Nachdem diese Optionen geklärt wären geht es an das Aufzeichnen welches wir per Klick auf den Button "Aufzeichnen starten" beginnen. 
Es werden Pfeile im Log erscheinen. Der rote Pfeil nach unten symbolisiert das drücken der Taste, der Pfeil nach oben das loslassen.

Wollt Ihr also beispielsweiße den Tastmanager auf eine Taste legen geht Ihr in den Makromanager und stellt die Sachen wie oben beschrieben ein. Hier empfiehlt es sich, die Verzögerungsaufzeichnung auszulassen. Wir müssen aber darauf achten, dass alle Tasten einmal gleichzeitig gedrückt worden sind, da ansonsten der Tastmanager nicht aufgeht. Sprich es muss zuerst für [STRG], [ALT] und [Entf] ein Pfeil nach unten erscheinen bevor wir die Tasten wieder loslassen.

Verknüpfungen auf eine Taste legen:

Hierbei gehen wir wieder in den Treiber (LGKP) und wählen die gewünschte Taste via Linksklick aus und wählen "Verknüpfung zuweisen..."
Daraufhin erscheint ein PopUp mit 3 Feldern. Im Ersten können wir wieder einen Namen für die Funktion wählen. Im Zweiten geben wir das Verzeichnis der Verknüpfung an und das Dritte wird automatisch ausgefüllt. Nachdem wir also einen Namen eingegeben haben suchen wir die Verknüpfung per Klick auf den [...]-Button. Dabei ist es aber ratsam, die Verknüpfung im Installationsordner (C:\Programme\XY.exe) zu wählen. 
Warum nicht eine vom Desktop? Ganz einfach. Diese Verknüpfungen landen öfters mal in einem anderen Ordner oder werden gelöscht. Danach wäre das Makro nichtmehr funktionsfähig.
Zum Schluss noch mit [OK] bestätigen und wir sind fertig.

*4. Bekannte Probleme:*

Mediatasten funktionieren nicht (Play, Pause,...)
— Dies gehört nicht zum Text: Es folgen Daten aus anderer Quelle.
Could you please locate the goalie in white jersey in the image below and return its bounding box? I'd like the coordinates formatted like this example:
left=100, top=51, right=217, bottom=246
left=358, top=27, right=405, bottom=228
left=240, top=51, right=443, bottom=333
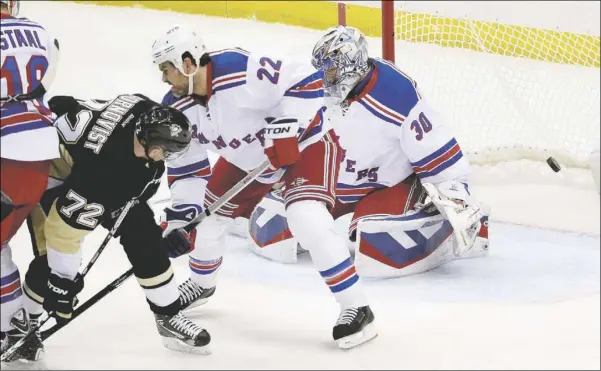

Falls Eure Mediatasten nicht funktionieren (Bitte IMMER mit WindowsMediaPlayer testen) gibt es hier eine kleine Hilfestellung, einfach die folgeden Schritte durchführen:


Start => Systemsteuerung => Verwaltung => Dienste, dort den Eintrag "HID Input Service" suchen und doppelklicken. Bei Dienststatus sollte "Gestartet" stehen.
Falls nein den Starttyp auf manuell setzten und starten. Es ist möglich, dass eine Fehlermeldung erscheint. Diese schließen wir.
Anschließen navigieren wir in den Ordner \Windows\Systen32 bzw. System 64 und schauen ob die Datei  "hidserv.dll" vorhanden ist.
Falls nein Start=>Suchen und die Datei suchen. Wurde sie gefunden wird sie in den System32/System64-Ordner kopiert.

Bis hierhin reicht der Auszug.